Either way, I do what I can to avoid being overly dependable on tropes. They’re good as guidelines, but that’s really all they should be; what changes them to strong stories and characters is the added humanity and depth we as writers need to put into them.

Breaking Past the Barriers

Source: Hisone to Masotan (aka Dragon Pilot)

Oh hey! I’m back again. Sorry about the delay. So what’s been going on in the writing world for me lately, anyway?

Glad you asked! Because I’d been getting rather annoyed with myself because nothing was going on. I mean, I have been doing my daily words for the most part, but I really wasn’t getting anywhere with it. It’s all fine that I was using this time to write something just out of necessity — in this case, a few holiday-themed experiments in the Mendaihu Universe (which I may or may not expand on at some point) and quite a few outtakes for an as-yet-unnamed college campus story set in the Diwa & Kaffi universe. I even played around a bit with a few older ideas…but nothing seemed to be sticking. I was either getting bored with it, or there really was no story there to begin with.

To put it bluntly: I’m itching to start a new project. And none of these outtakes were calling out to me.

That is, until I decided to try a different approach: one day last week, I wrote out a few detailed paragraphs of various story tropes that I’ve positively gravitated towards, both past and present. Nothing specific, just working out what kind of stories resonate with me at this time. In the process, I let my imagination go wild: how would I go about writing these stories, anyway? Would I be able to expand on this, make it a novel or some other format? Not that I was about to write one then and there — this was just to expand my mind a bit. This is exactly how I’d approached my last three novels, and the process worked pretty damn well.

In all honesty, this was EXACTLY what I’d needed to do. Because now I have a few Possible New Projects worth looking into. Again, I’m not going to look at these as Big Epic Undertakings… I’m just going to let them evolve.

And hopefully something new and exciting will come out of it.

Forgotten outtakes

The downside to using 750Words for my daily* writing exercise platform is that I don’t always get around to making offline copies of them. And I’ve been using the site for quite a few years, so I’m not entirely sure what I have out there right now.

[* It hasn’t actually been daily for a while now due to other projects and responsibilities that I’ve been working on. But hopefully I can get back into the habit soon enough.]
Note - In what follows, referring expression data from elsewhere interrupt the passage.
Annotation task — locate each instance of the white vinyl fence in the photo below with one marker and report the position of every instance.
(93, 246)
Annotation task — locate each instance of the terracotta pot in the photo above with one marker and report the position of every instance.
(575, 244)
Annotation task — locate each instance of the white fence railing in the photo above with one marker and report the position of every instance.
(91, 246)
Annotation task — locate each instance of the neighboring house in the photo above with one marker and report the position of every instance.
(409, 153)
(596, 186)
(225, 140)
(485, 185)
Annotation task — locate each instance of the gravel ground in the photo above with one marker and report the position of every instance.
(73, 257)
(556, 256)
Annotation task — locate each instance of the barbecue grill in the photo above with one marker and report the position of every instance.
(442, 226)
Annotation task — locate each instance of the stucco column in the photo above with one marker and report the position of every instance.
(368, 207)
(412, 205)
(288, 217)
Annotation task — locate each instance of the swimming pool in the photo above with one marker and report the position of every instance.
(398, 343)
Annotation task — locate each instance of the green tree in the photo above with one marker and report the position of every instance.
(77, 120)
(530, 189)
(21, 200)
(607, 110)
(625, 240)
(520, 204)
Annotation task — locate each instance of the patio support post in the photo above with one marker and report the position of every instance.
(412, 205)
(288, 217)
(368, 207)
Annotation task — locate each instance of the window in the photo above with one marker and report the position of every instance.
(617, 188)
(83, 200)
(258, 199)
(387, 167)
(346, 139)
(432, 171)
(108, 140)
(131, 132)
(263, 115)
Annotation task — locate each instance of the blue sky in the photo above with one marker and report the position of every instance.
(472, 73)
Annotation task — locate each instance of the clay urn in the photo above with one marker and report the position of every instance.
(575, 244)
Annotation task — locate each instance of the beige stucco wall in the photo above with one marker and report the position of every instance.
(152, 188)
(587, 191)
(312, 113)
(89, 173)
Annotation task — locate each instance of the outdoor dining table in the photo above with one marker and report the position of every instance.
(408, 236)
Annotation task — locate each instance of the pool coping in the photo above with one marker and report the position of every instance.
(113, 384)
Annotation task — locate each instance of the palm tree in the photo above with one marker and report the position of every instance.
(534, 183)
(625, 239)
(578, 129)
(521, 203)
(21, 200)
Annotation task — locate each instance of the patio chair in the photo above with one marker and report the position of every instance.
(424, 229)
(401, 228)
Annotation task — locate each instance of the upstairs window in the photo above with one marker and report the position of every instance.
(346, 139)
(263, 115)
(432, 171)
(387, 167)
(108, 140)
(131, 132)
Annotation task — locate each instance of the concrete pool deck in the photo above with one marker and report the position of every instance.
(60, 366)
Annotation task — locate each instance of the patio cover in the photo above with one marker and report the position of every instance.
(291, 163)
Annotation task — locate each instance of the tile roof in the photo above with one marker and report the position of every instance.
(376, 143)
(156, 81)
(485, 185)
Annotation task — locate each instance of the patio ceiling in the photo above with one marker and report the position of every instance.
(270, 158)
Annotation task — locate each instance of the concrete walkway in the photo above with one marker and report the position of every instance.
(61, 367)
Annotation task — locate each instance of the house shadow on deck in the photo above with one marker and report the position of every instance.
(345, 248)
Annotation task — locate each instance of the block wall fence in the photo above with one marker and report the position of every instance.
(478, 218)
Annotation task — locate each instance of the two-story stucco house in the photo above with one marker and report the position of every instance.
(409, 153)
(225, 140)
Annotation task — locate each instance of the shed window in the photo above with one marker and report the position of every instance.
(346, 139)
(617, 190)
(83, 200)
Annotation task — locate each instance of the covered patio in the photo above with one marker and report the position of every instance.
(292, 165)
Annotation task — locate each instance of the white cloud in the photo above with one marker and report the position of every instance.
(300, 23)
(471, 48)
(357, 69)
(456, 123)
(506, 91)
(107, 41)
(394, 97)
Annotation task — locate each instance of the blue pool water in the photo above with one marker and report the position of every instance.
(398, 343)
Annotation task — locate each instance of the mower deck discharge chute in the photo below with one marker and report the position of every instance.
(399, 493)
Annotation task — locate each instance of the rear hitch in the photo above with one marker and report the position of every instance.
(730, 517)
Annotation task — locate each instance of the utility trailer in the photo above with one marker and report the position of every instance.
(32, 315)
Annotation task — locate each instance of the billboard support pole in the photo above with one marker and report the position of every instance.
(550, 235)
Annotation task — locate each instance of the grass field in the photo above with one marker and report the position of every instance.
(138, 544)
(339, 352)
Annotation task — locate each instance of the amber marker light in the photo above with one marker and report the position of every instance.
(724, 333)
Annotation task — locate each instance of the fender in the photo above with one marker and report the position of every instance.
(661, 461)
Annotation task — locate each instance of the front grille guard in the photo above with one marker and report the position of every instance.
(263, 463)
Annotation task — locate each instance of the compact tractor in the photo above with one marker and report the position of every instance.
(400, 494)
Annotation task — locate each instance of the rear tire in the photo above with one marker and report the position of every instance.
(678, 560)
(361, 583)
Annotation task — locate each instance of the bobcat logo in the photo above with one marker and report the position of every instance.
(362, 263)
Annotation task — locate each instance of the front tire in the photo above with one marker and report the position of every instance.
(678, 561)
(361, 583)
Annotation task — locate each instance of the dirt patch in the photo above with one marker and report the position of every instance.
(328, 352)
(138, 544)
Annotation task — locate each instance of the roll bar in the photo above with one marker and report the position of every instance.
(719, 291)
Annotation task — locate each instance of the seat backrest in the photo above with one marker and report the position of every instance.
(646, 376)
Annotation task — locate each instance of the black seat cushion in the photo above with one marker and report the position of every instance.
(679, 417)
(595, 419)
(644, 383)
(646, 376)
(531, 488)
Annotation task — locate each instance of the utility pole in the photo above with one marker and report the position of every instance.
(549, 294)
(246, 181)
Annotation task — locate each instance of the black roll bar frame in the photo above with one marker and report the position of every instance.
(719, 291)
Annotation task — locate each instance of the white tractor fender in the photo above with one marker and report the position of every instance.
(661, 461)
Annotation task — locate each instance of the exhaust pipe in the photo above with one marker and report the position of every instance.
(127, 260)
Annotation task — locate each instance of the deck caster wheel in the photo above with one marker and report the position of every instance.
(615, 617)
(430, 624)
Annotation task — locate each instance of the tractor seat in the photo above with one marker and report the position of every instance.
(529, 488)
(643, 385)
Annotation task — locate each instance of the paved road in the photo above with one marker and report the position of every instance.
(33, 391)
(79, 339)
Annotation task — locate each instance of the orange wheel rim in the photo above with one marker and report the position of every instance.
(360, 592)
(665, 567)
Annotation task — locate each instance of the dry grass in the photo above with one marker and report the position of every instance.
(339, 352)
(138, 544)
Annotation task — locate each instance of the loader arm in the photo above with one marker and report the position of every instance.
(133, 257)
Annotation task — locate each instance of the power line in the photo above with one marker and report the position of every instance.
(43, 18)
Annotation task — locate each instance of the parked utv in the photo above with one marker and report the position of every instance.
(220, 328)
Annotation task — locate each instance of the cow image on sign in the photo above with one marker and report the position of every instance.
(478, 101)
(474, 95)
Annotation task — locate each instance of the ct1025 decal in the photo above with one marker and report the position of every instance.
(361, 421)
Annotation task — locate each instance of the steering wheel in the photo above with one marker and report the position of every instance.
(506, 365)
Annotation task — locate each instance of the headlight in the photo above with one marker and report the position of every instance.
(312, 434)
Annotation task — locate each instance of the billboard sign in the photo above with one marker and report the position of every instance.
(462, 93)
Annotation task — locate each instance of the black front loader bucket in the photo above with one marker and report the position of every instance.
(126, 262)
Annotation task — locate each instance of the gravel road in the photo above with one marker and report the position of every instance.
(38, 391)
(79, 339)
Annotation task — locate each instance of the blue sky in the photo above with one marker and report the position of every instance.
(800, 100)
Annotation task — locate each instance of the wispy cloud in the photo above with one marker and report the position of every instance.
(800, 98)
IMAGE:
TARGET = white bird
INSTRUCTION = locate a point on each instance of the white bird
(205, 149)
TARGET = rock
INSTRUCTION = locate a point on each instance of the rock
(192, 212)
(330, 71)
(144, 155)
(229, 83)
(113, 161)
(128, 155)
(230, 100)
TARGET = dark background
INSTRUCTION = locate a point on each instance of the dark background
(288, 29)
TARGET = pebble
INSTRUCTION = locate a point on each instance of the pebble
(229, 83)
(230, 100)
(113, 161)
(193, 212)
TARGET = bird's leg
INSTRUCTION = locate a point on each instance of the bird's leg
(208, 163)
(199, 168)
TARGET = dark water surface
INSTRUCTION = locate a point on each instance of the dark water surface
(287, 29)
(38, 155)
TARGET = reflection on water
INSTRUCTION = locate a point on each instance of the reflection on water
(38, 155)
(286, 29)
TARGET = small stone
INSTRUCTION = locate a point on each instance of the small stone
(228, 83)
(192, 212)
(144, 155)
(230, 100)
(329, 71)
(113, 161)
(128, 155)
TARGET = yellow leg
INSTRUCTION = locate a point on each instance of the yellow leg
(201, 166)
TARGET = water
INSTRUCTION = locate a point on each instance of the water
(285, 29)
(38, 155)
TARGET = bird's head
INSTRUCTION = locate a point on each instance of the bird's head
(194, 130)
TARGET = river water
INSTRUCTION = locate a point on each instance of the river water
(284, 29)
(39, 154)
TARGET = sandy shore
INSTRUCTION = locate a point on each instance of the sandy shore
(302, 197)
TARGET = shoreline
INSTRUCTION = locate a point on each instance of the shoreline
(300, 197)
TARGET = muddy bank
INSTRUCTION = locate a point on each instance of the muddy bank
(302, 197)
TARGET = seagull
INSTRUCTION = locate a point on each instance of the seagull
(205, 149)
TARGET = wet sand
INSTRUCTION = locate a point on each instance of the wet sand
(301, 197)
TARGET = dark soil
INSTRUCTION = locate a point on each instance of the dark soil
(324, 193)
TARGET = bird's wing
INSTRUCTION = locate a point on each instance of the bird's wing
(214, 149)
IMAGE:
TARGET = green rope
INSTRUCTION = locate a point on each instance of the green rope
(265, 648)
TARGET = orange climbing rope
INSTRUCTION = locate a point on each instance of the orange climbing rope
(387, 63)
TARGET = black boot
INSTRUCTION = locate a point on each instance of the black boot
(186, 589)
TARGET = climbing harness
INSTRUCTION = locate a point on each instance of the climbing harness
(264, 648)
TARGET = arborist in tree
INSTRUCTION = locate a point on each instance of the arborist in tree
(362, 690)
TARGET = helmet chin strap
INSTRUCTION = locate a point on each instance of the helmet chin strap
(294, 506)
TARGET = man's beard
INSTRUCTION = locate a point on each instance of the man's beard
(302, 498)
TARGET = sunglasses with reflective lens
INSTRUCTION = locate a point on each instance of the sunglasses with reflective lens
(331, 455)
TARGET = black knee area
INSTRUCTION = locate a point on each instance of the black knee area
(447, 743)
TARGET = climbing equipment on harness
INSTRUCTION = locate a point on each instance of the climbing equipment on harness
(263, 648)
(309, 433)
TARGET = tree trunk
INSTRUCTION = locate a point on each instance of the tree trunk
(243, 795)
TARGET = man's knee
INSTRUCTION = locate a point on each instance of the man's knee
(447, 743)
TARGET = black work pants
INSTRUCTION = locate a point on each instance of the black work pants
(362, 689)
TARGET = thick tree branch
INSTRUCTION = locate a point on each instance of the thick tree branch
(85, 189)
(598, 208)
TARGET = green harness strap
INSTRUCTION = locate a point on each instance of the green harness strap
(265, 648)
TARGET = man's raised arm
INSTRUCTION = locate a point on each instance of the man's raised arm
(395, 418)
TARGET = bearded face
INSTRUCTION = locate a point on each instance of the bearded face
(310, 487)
Last night I read a temporary project I did save was something I’d called The Hurleys. It was an idea in the Mendaihu Universe that took place in the current day instead of far into the future; its central characters were three adult siblings living in midwestern Massachusetts (go with what you know) who are some of the very few who are awakened to the fact that they’re connected to the Mendaihu. I didn’t get too far with it other than maybe five or six entries, but I gave it enough life and detail that it’s something I could possibly expand on.

I know I’ve written quite a few of these over the years I’ve used 750Words. My last three novels all grew out of these. And now I’m curious as to how many others are out there on my account, just waiting to be picked up and expanded upon. Thankfully it’s an easy enough thing to do, as the site keeps everything no matter how old, and I’m the only one who can access it.

Perhaps within the next month or so I’ll take a bit of time and do a deep dive. Maybe I’ll find my next novel idea!